Back of envelope calculation of your BigQuery cost
Overview:
It is sometimes important to figure out how much it will cost to run BigQuery and how to optimize the cost. Google has provided tools to estimate how many slots you would need and how to manage cost once you have some workloads (data and processing i.e. queries, reports, dashboards etc.) running on BigQuery.
If you don’t have any data or workloads running and want a ballpark estimate of how much it will cost to run BigQuery in your corporate environment it is not easily available.
Approach:
For a back of envelop calculation of finding a ball park estimate of how much BigQuery would cost on a monthly basis we need the following inputs:
- How much data you have (DBSize)
- How much data you would need to process in a day/month (ProcessedBytePercent)?
We can start with the estimation if we use on-demand pricing.
There are 2 components to the cost:
- Storage cost (assuming you use compressed storage)
- Processing cost.
For storage cost we use the general pricing available here. Which as of this writing is $0.02 per GB/month (StorageCost).
For processing cost we can use the general pricing available here. Which as of this writing is $5 per TB (ProcessingCost).
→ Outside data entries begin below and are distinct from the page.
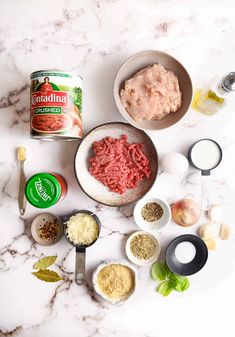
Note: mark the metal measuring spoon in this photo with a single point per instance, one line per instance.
(205, 155)
(80, 249)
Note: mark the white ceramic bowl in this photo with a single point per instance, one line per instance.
(140, 61)
(133, 258)
(100, 293)
(155, 226)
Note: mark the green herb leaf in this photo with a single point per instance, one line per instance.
(182, 284)
(47, 275)
(158, 271)
(165, 288)
(45, 262)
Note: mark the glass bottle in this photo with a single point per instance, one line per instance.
(211, 99)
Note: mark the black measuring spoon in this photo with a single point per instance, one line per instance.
(80, 261)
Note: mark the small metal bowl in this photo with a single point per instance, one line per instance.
(101, 294)
(39, 221)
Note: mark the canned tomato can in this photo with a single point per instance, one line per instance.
(44, 190)
(56, 105)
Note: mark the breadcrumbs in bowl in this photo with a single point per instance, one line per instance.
(114, 281)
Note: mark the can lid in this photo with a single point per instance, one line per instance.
(43, 190)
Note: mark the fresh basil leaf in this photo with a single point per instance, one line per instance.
(182, 284)
(165, 288)
(158, 271)
(172, 276)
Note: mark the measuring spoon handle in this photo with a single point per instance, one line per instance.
(205, 194)
(80, 266)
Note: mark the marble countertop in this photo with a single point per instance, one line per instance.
(93, 38)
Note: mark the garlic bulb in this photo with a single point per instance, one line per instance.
(225, 232)
(215, 213)
(207, 232)
(211, 244)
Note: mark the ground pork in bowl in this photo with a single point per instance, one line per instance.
(152, 90)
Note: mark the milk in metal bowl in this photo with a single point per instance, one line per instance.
(206, 154)
(56, 105)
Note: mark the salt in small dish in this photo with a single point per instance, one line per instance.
(39, 222)
(136, 260)
(153, 226)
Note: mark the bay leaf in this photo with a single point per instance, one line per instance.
(45, 262)
(47, 275)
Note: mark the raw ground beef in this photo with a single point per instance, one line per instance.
(118, 164)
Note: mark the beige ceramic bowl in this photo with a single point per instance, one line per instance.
(140, 61)
(104, 296)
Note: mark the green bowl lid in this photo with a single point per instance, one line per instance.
(43, 190)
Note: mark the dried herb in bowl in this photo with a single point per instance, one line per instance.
(152, 211)
(143, 247)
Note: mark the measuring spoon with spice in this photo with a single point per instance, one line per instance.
(47, 229)
(81, 229)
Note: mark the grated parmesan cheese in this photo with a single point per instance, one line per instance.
(82, 229)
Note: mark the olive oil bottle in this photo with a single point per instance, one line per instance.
(210, 100)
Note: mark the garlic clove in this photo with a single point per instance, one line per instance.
(215, 213)
(207, 232)
(225, 231)
(211, 244)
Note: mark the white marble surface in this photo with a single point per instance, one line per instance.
(93, 38)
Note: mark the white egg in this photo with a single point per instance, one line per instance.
(174, 163)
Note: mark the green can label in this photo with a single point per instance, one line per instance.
(43, 190)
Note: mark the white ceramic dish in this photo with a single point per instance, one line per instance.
(155, 226)
(93, 187)
(39, 221)
(134, 259)
(102, 295)
(140, 61)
The TotalCost formula you could use as follows:
TotalCost =
DBSize * StorageCost * CompressedStorageMultiple
+
DBSize * ProcessedBytesPercent * ProcessingCost
The CompressedStorageMultiple you can assume to be 50% as an estimation if you use compressed storage. If you don’t use compressed storage you can ignore this.
To give a concrete example lets say:
DBSize = 1 PetaByte
ProcessedBytesPercent = 20%
StorageCost = $0.02
ProcessingCost = $5/TB
CompressedStorageMultiple = 50%
DaysInMonth = 30
The total cost would be
TotalCost = 1,000,000 (in GB) * $0.02 * .5 (50%)+ 1,000 (in TB) * .2 (20% of bytes processed per day) * $5 * 30 (days in month) = $40,000/Month
Conclusions:
As you can see it is easy to figure out the cost of BigQuery if you find out few data points and make a few reasonable assumptions.